Does anyone remember Freakwater? The band consisting of two vocal geniuses, Janet Bean and Catherine Irwin whom drew comparisons to practically every great country duo there ever was? Well, Cut Yourself a Switch marks the return of Freakwater, though this time vicariously through the workings of Catherine Irwin and her whisky-cigarette infused harmonies. Cut Yourself a Switch has all the country record elements; bitchin', moanin', slapped faces, shallow graves, and those oh-so strange lyrics but what makes this record special is Catherine Irwin. The whole disc has only one drum track. For most of the record, Catherine is solo with a banjo and guitar, and some light bass courtesy of Freakwater bassist David Wayne Gay (not to mention the occasional fiddle and accordion here and there). The instrumentation on this album never even steps foot in the shadow of Irwin's powerful vocals.

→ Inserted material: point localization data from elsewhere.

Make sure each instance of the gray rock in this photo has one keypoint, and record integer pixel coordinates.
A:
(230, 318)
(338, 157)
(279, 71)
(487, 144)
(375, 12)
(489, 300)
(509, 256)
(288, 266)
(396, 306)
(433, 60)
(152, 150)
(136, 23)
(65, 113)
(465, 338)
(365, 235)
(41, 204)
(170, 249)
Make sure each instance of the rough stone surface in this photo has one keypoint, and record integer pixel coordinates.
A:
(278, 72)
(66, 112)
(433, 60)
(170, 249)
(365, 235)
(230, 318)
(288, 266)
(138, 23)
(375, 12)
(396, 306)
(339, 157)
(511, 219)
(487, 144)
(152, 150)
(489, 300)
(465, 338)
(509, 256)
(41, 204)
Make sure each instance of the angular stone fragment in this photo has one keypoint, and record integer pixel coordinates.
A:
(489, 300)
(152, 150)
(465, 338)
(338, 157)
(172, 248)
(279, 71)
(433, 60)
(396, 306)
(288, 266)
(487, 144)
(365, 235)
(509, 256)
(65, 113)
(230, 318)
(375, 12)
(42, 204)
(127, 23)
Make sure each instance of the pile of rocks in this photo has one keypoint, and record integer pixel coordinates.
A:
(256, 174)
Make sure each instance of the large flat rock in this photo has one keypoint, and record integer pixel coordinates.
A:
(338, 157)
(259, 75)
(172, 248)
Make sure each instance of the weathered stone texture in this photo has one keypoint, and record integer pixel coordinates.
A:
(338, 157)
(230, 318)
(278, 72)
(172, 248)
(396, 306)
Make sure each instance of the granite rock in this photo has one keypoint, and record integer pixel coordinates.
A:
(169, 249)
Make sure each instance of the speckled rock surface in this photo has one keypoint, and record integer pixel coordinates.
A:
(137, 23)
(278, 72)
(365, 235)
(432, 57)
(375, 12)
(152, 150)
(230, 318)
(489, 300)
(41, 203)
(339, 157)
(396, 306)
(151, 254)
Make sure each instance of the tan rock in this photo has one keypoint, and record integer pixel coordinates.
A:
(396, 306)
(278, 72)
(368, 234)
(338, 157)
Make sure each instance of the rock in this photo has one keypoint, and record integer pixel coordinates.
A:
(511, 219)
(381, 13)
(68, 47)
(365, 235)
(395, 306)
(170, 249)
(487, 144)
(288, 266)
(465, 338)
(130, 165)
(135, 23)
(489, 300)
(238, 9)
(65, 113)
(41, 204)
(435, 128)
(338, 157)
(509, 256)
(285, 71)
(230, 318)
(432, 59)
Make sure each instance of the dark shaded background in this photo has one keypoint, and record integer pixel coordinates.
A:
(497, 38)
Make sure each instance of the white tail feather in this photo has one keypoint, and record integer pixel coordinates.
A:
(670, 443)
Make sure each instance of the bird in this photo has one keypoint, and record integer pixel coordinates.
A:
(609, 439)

Irwin's strongest attribute is perhaps her ability to switch tones with her voice. On "Hex," Irwin's sound comes off as fragile, light and thin, whereas on "Swan Dive," (which features the albums best line: "That was now, this is then / That was Bourbon, this is gin / that's how we know that spring has sprung?") she delivers a powerful, viscous anthem. Then there is "Power of my Love," and Elvis remake, that features Irwin laying down sexy, seducing vocals.

A particular track I enjoyed was "My Old Unlucky Home Far Away," though the lyricism on this track is highly questionable: "Lay the damn thing down / and you'll find your precious needle laying right there on the ground??" Deep? I think not.

"Don't We all Have the Right to be Wrong" is a stellar Roger Miller cover, and "The Only Hell My Momma Ever Raised" pays a great respect to Johnny Paycheck. The standout track has to be "You Belong to Me" which features Irwin bouncing around the track with a doo-wop guitar. The Carter Family's suicide poem "Will You Miss Me" is was also redone by Irwin on this album, and "Cry Our Little Eyes Out" is a powerful country tale of a young girls death with witty, and intense lyrics strengthened by the wisdom of Irwin's ageless tonsils; "That clear blue sky comes like a slap across my face, / I want to close my eyes 'til the dark clouds roll in?"

After hearing an album like this from an artists like Irwin, I still find it hard to believe she spent her early career dabbing around in punk music. A solid record from a talented lady.